Before we go about discussing the metadata, can you describe how the serialization and deserialization will work? Once, I understand that, there might be a simpler solution to the metadata problem.
Specifically, how do we deal with circuits I described above. It it requires explicit tagging in the IDL, then the metadata problem is simple, since there really aren't circuits, just pointer, and we can explicitly model the pointers.
You only really need the explicit IDL tagging to break the graph for languages like C++, because normal nested objects are not by-ref in C++ thrift.
Serialization and deserialization work as usual. For example in deserialization, eventually you get to a part of the object graph where there could have been a nested object to read in, but the field will just not be there to read. (In your example above, you are reading the nested A, inside A->B->C->D->A, and it just doesn't have a value for B in the input stream to read in, so everything works out).
Agree that a ThreadLocal doesn't seem like a good way to handle this.
@andrewcox what happens if you actually have a cycle in the data?
Re: serialization.
With what I'm thinking, if you try to persist:
(1) Type self reference:
A a = new A();
a.friend = new A(); // currently not supported, but allowed by thrift
serialize(a);
... then no problem. Serialization stops when a.friend=null is reached.
(2) Type self reference in a container:
A a = new A();
a.list.add(new A()); // currently not supported, but allowed by thrift
serialize(a);
... then no problem. Serialization stops when a.friend=null is reached.
(3) Object self reference
A a = new A();
a.selfRef = a; // excluded in thrift by design.
serialize(a);
... then you can expect to stack-overflow. (and so don't do it!)

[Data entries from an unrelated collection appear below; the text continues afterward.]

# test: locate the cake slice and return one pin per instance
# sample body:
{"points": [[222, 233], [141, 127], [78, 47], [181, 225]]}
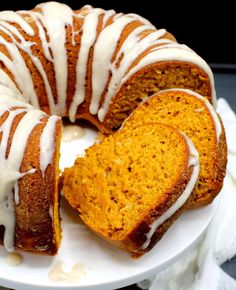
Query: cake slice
{"points": [[131, 187], [29, 172], [192, 114]]}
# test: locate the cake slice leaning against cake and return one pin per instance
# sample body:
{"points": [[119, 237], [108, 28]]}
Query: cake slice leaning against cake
{"points": [[194, 115], [29, 155], [131, 187]]}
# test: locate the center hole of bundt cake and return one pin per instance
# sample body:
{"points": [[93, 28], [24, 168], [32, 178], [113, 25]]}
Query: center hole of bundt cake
{"points": [[126, 176]]}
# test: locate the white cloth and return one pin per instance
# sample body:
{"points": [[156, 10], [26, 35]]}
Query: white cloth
{"points": [[200, 269]]}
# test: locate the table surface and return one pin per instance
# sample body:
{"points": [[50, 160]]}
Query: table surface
{"points": [[225, 88]]}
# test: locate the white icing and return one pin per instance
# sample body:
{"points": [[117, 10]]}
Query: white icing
{"points": [[51, 20], [55, 18], [18, 68], [58, 273], [14, 259], [72, 132], [47, 143], [106, 43], [193, 161], [207, 104], [10, 164], [87, 40], [175, 52], [11, 16]]}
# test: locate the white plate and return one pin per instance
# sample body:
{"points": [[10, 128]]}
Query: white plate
{"points": [[103, 267]]}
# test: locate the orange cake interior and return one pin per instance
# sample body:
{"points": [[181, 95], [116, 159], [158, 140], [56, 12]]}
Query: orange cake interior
{"points": [[193, 115]]}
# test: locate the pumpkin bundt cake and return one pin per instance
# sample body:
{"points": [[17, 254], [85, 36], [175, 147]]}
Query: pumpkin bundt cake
{"points": [[29, 155], [92, 63], [88, 64], [130, 187], [193, 115]]}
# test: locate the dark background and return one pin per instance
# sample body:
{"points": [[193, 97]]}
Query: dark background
{"points": [[207, 29]]}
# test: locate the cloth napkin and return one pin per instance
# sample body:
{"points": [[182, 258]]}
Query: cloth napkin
{"points": [[200, 269]]}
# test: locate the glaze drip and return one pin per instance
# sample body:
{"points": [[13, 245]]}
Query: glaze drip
{"points": [[11, 157], [109, 69]]}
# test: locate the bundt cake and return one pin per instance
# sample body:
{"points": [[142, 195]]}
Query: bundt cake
{"points": [[93, 64], [86, 64], [192, 114], [29, 155], [130, 187]]}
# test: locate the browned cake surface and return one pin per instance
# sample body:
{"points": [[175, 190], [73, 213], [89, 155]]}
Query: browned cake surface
{"points": [[150, 79], [190, 115], [127, 181], [156, 77], [35, 229]]}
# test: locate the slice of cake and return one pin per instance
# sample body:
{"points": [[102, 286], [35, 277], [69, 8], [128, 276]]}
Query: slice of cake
{"points": [[29, 172], [192, 114], [134, 184]]}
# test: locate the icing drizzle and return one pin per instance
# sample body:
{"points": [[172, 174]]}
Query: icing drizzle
{"points": [[10, 162], [111, 62], [193, 161]]}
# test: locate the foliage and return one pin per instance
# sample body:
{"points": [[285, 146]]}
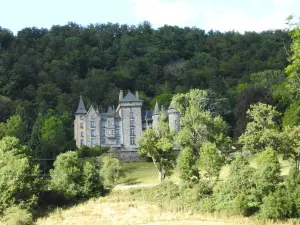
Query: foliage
{"points": [[188, 169], [19, 182], [157, 143], [17, 216], [15, 127], [110, 170], [211, 160], [75, 178], [293, 68], [234, 195], [262, 131], [292, 144], [198, 126], [292, 115]]}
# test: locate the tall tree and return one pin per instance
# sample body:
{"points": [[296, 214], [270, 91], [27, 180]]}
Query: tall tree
{"points": [[157, 143]]}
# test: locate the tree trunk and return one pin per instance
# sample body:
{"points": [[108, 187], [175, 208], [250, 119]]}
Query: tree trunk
{"points": [[160, 176]]}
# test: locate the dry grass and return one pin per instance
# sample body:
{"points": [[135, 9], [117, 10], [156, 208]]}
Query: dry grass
{"points": [[118, 210]]}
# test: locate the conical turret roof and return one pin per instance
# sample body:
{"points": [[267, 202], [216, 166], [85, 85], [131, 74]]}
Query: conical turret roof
{"points": [[81, 108], [130, 98], [156, 109]]}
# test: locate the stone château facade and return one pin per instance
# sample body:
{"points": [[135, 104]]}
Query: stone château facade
{"points": [[121, 127]]}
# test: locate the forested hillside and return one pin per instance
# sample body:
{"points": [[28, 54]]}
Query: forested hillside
{"points": [[44, 69]]}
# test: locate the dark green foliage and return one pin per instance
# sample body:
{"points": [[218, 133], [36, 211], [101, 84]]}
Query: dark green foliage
{"points": [[74, 177], [17, 216], [44, 69], [292, 114], [110, 170], [19, 182]]}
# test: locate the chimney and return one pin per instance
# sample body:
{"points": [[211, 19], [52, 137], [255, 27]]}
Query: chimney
{"points": [[121, 95]]}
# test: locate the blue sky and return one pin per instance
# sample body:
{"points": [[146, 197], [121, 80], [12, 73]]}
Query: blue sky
{"points": [[223, 15]]}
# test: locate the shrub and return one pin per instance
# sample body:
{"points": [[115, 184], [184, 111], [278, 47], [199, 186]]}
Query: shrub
{"points": [[74, 177], [110, 170], [234, 195], [17, 216], [86, 151], [19, 182], [187, 167], [277, 205]]}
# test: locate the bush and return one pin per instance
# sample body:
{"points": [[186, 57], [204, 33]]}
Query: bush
{"points": [[277, 205], [187, 167], [234, 196], [17, 216], [19, 182], [74, 177], [96, 151], [110, 170]]}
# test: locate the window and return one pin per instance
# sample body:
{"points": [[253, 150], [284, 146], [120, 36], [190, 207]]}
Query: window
{"points": [[132, 140], [118, 132], [93, 141], [102, 140], [92, 133], [132, 123], [131, 131], [131, 115], [92, 124]]}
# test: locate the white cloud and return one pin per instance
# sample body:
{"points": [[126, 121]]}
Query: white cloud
{"points": [[159, 12], [252, 15]]}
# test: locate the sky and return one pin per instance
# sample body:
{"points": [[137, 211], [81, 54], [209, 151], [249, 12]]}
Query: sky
{"points": [[222, 15]]}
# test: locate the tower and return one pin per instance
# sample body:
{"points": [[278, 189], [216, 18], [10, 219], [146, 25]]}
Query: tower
{"points": [[80, 124], [155, 115], [174, 118], [130, 112]]}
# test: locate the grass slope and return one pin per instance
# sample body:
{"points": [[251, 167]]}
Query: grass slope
{"points": [[119, 209], [145, 172]]}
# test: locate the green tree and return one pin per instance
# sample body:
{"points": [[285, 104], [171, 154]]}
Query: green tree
{"points": [[262, 131], [16, 127], [19, 182], [110, 170], [157, 143], [198, 126], [74, 177], [292, 145], [211, 160], [292, 69], [292, 115]]}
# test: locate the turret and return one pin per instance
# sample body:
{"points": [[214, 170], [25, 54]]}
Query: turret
{"points": [[121, 95], [80, 124], [174, 118], [81, 108], [155, 115]]}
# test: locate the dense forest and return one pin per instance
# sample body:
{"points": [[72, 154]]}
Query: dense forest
{"points": [[43, 72]]}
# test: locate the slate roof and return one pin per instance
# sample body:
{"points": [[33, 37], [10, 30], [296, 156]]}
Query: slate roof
{"points": [[81, 108], [147, 114], [130, 98], [156, 109], [109, 111]]}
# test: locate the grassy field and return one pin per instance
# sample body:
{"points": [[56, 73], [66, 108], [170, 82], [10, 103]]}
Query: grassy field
{"points": [[141, 172], [119, 209]]}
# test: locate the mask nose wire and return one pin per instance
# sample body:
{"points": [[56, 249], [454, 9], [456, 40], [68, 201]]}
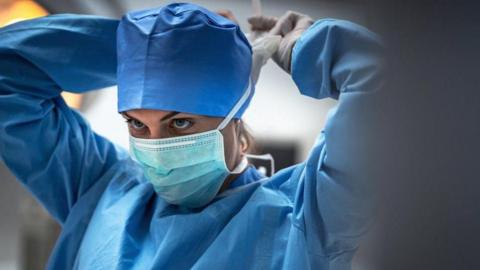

I'm mostly interesting supporting 1 and 2 (type self references), not 3
(object self-references).
I'm totally happy with the above behavior (user beware of object
self-references) -- we've lived with it in jackson, and (for us), is never
been a big problem.
If you find this behavior too disturbing then perhaps the middle ground is
to allow/disallow this behavior with a flag:
bool allowTypeSelfReference
in ThriftCatalog.
No changes to the codec are required - although I think it does require
coding around the self-referencing issues in order to construct the codec.
NB.
Judging by this
http://stackoverflow.com/questions/15634101/apache-thrift-fails-generating-recursive-structs
,
I think that the & keyword in thrift does 1 and 2 (and is only needed when
targeting C/C++), but doesn't avoid the problems with (3). I think
supporting (3) is impossible with vanilla thrift as client side codec
decision logic is required decide whether to deserialize a new object or
use a reference to an already seen object. (Its easy to add corresponding
support on the server side by maintaining a map of seen objects during
serialization/deserialization, and using it to decide whether to read/write
and ID or an object -- but much more work to overhaul thrift to add
corresponding support on each client).
Also, the jackson library (by default) has the same behavior as 1,2 and 3,
above (reaching the same object twice leads to a stack overflow). Jackson
recently added JsonIdentityInfo
http://wiki.fasterxml.com/JacksonFeatureObjectIdentity which I think solves
this. Doing the same in thrift requires updating the client codec for each
language.
Re ThreadLocal. I'm also not a huge fan. However, ThreadLocal is already
how type self-references are prevented from causing infinite loops in
ThriftCatalog. If you're happy with the existing class, I'd say ThreadLocal
is by far this simplest and method.
I'd like to avoid passing around some temporary "in progress" state to
wherever ThriftCatalog.getThriftType may be called (messy, and requires
global changes).
I wonder if there's another way to hold the in-progress ThriftTypes in
ThriftCatalog?
Thank you for reporting this issue and appreciate your patience. We've notified the core team for an update on this issue. We're looking for a response within the next 30 days or the issue may be closed.